On Nov. 8, Arizona voters approved Proposition 209 with 72% of the vote. The citizen-initiated measure is designed to reduce interest rates on debt accrued from receiving healthcare services, as well as increase the value of certain property and assets exempt from debt collection processes.

Maricopa County Superior Court Judge John Blanchard signed a temporary restraining order preventing the enforcement of provisions of Proposition 209 on Dec. 8. Plaintiffs filed a lawsuit to stop enforcement of the initiative. The plaintiffs include the Arizona Creditors Bar Association Inc. and the Protect Our Arizona PAC. An evidentiary hearing was scheduled to take place on Friday, December 16.

The lawsuit addressed the constitutionality of Proposition 209, specifically a savings clause-type provision that says that the law applies prospectively only, but that it does not apply to “right and duties that matured” before the effective date of the law. 

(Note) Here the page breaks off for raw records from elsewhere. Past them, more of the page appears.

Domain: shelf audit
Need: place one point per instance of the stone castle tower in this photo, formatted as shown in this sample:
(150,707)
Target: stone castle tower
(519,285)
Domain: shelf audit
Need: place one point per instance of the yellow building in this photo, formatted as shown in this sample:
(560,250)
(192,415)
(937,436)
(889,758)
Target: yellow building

The lawsuit says that the language of the initiative is vague, and that there are conflicting interpretations from the Arizona judiciary, citing a Proposition 209 information sheet posted on the judiciary’s Self Service Center, which said “the proposition was unclear on when the changes to the garnishment rates would take effect, but if a debtor was being garnished on December 5, 2022, the previous rates would be continued.” The lawsuit says that due to conflicting interpretations, and lack of specific guidance regarding the savings clause provision, Proposition 209 is void under the First and Fourteenth Amendments of the U.S. Constitution, as well as Article 2, Section 4 of the Arizona Constitution. 

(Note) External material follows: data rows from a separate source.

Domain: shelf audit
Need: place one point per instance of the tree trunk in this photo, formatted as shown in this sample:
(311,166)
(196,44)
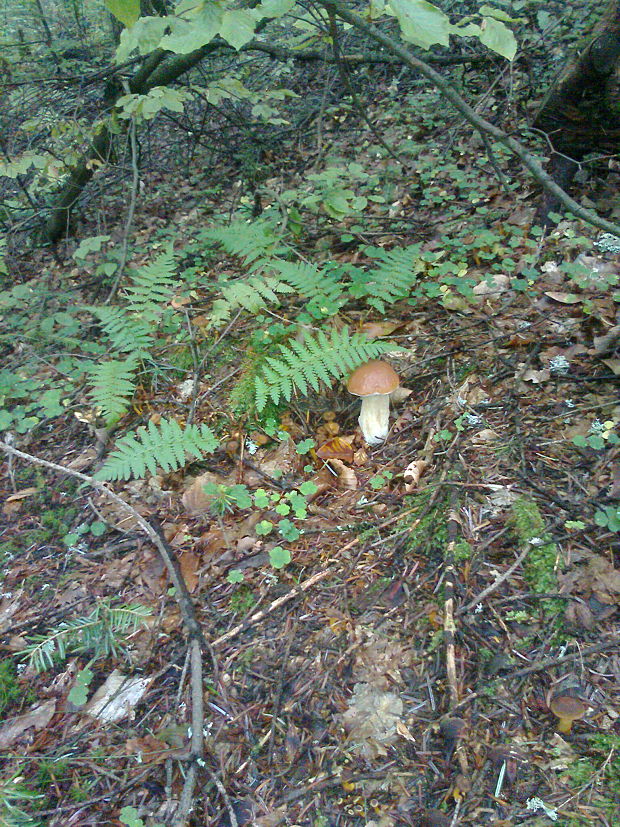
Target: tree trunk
(581,111)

Rodd McLeod, spokesperson for Healthcare Rising Arizona, which led the campaign for Proposition 209, responded to the lawsuit. He said, “The people of Arizona have passed this overwhelmingly. 72% of our state voted that we should limit interest on medical debt and we should increase the protections for families that are going through that, so people don’t lose their homes because of an emergency. We think that predatory lenders should respect the will of the people.”

Healthcare Rising Arizona led the campaign in support of Proposition 209. The campaign reported $12.7 million in contributions and $12.5 million in expenditures in the past two years.

If Proposition 209 goes into effect, it would decrease the maximum annual interest rate on debt accrued from healthcare services from 10% to 3% or equal to either the weekly average one-year constant maturity treasury yield, whichever is less. It would also increase the amount of a homestead exempt from debt collection from $250,000 to $400,000. The amount of money held in an account that would be exempt from debt collection would also increase from $300 to $5,000. The amounts on other property exempt from debt collection, such as motor vehicles and household furnishings, would also be increased.

Proposition 209 was written to go into effect on December 5, 2022, but enforcement is on hold pending the lawsuit.